What China may have thought would be a quickly fought “military exercise” has turned into a devastating war that has damaged tens of billions of dollars of China’s own investments in the country, driven up global energy and food prices that in turn hurts China’s economy, and complicates China’s balancing act of offering some support to Russia, but not too much, to avoid antagonizing the United States and Europe, according to observers.
“China is very much damaged in terms of its extensive investment. This gives China more incentives to promote peace. China wants to see the war wrapped up as soon as possible,” added Gao, a professor at China’s Soochow University and vice president of the Center for China and Globalization.
China’s balancing act
China has rejected Western calls to condemn the invasion and refused to join international sanctions against Moscow.
Putin has relied on Beijing for trade in the face of Western sanctions. Based on Chinese customs data, overall exports from Russia rose by more than 50% from January to August when compared to the same period last year.
During Chinese President Xi Jinping’s meeting last week with Putin at the annual Shanghai Cooperation Organization summit, Xi affirmed that “China is ready to work with Russia in extending strong support to each other on issues concerning their respective core interests,” reported China’s state news agency Xinhua. The report also stated Xi “emphasized that China will work with Russia to deepen practical cooperation in trade, agriculture, connectivity and other areas.”
But China seems to stop short of circumventing sanctions.
“We have not seen the Chinese provide any material support to Mr. Putin for the war in Ukraine. And we haven’t had any indications that they are violating sanctions,” said John Kirby, coordinator for strategic communications at the U.S. National Security Council (NSC), in a September 16th interview with VOA.
The US factor
China cannot afford to distance itself from Russia due to increasing tensions between Beijing and the United States.
“The Russo-China relationship is postulated vis a vis the U.S.-China relationship,” said Oh Ei Sun, senior fellow at the Singapore Institute of International Affairs. “If the U.S.-China relationship is getting worse, Russia and China will warm up further. At the moment, the U.S.-China relationship [is] not doing well, so it’s only natural the Russia-China relationship will warm up.”
At the beginning of September, China joined Russia’s military drills in Russia’s far eastern region.
“China’s got choices to make. And as we’ve said many times before, we would clearly prefer that the choice they make is to condemn what Mr. Putin is doing in Ukraine … and make clear these concerns that they apparently have about what he’s doing there,” Kirby said in his VOA interview.
“We’re going to continue to keep the lines of communication open with Beijing, as we must. There are issues of disagreement, clearly, between the United States and China, but there’s also areas where we have said we can, and we should, cooperate on,” said the NSC spokesman.

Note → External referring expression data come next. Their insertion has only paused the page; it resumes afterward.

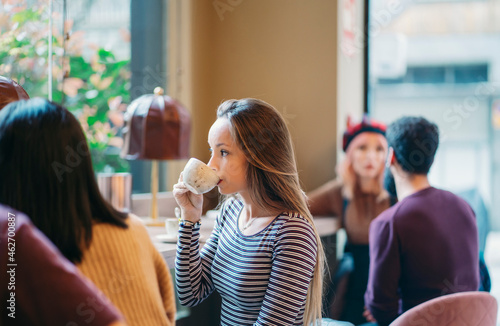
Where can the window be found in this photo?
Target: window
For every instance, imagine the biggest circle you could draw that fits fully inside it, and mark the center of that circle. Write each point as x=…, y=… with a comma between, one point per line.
x=438, y=59
x=103, y=58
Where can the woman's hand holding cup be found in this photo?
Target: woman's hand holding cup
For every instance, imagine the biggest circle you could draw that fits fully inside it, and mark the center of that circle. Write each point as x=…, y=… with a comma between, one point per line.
x=196, y=179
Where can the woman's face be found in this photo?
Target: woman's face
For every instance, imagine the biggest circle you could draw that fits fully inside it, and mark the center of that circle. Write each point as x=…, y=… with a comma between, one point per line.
x=368, y=154
x=227, y=160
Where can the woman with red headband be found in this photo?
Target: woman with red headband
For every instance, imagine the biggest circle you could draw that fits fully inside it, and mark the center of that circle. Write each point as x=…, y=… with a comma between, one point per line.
x=357, y=196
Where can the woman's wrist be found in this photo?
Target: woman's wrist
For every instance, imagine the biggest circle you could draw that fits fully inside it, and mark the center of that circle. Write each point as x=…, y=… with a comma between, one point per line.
x=185, y=219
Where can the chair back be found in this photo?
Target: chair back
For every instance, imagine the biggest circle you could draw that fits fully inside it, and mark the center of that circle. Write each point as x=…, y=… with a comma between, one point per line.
x=458, y=309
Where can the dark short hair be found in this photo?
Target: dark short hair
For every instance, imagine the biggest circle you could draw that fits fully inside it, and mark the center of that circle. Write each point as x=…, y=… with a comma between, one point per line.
x=46, y=172
x=415, y=141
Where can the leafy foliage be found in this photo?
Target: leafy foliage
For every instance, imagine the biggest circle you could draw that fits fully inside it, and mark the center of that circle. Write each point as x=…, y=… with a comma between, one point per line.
x=93, y=86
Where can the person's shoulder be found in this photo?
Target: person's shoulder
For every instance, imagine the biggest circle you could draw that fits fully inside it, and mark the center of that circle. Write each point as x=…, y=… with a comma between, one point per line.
x=291, y=221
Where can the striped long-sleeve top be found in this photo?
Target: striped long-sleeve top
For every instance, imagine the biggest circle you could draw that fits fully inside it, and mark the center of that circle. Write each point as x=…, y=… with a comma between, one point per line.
x=262, y=278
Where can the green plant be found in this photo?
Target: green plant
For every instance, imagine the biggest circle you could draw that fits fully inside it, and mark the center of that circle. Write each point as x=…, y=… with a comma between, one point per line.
x=93, y=87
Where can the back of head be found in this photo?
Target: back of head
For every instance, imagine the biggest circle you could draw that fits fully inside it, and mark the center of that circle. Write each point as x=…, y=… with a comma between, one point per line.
x=262, y=134
x=46, y=172
x=415, y=141
x=10, y=91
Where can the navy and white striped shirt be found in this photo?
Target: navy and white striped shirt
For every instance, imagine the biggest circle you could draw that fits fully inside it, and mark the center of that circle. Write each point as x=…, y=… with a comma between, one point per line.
x=262, y=278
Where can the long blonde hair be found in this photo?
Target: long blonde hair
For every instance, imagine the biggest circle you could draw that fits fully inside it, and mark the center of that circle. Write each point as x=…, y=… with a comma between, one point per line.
x=261, y=132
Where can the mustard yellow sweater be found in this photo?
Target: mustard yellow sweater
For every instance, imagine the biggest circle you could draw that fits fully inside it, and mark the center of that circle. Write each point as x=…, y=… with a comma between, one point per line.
x=126, y=266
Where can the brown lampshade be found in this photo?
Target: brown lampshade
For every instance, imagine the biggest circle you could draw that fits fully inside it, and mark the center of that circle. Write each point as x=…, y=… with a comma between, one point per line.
x=157, y=127
x=10, y=91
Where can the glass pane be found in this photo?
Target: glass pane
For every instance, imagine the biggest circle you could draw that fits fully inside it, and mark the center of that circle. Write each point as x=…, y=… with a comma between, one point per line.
x=438, y=59
x=93, y=72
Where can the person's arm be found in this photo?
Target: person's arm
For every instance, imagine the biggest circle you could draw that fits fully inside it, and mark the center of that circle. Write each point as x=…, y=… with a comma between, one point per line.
x=323, y=201
x=166, y=286
x=50, y=290
x=292, y=269
x=381, y=297
x=192, y=268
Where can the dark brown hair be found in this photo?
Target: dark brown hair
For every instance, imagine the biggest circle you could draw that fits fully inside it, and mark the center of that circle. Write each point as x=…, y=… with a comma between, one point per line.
x=46, y=172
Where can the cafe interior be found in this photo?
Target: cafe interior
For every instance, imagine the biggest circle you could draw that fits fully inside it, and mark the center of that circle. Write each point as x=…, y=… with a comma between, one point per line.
x=324, y=65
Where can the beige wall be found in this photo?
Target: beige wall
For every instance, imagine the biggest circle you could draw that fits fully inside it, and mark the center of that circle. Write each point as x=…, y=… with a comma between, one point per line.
x=281, y=51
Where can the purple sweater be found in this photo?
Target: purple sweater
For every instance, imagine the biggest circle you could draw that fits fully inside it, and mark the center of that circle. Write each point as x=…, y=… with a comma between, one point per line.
x=421, y=248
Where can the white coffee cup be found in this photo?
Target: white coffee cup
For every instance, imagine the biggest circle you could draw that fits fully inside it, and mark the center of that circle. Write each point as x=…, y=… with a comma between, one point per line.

Reliance on Russia as a geopolitical partner, however, is increasingly presenting a dilemma for Beijing, especially given its stance for peace.
“I don’t think China will go all out to try to make Russia its really close strategic ally,” said Oh. “Except for its military prowess, it’s nothing much to speak of. Its economy is equivalent to one of the more well-to-do provinces in China, perhaps Guangdong. You might as well have India on your side.”
Observers expect China to continue to stay the course, refraining from giving outright support to Russia, while calling for an end to the war
“China is both a friend of Russia as well as a friend with Ukraine. China does have conversations with Russia on one hand and Ukraine on the other hand. … Lots of these things can be done more constructively behind the scenes than in the limelight,” Gao said.
Central Asia opportunity
As Russia’s war against Ukraine continues, China’s influence in Central Asia seems to be growing, as reflected by last week’s Shanghai Cooperation Organization meeting in Uzbekistan, Xi’s visit to Kazakhstan and deals signed with other Central Asian countries.
“Of course, China all along wanted to build an oil pipeline through Central Asia, but because of Russia’s opposition, the plans could not be carried out,” said Simon Chen, a political science professor at National Taiwan University. “But now, China’s plans are closer to being realized.”
The Central Asian countries link China to the West and are crucial in helping Xi achieve his Belt and Road Initiative — building a modern-day Silk Road to easily transport oil and natural gas to China, as well as send China’s products to Europe and other parts of the world.
“In Central Asia, China will perhaps benefit [from the Ukraine war], but overall, its economy suffers because of inflation in agricultural goods, high wheat and oil prices. To China, the war is not what it wants,” said Chen.
Last week, China, Kyrgyzstan and Uzbekistan signed a deal for a feasibility study to build a long-awaited railroad that would pass through the three countries to Europe, bypassing sanctioned-plagued Russia.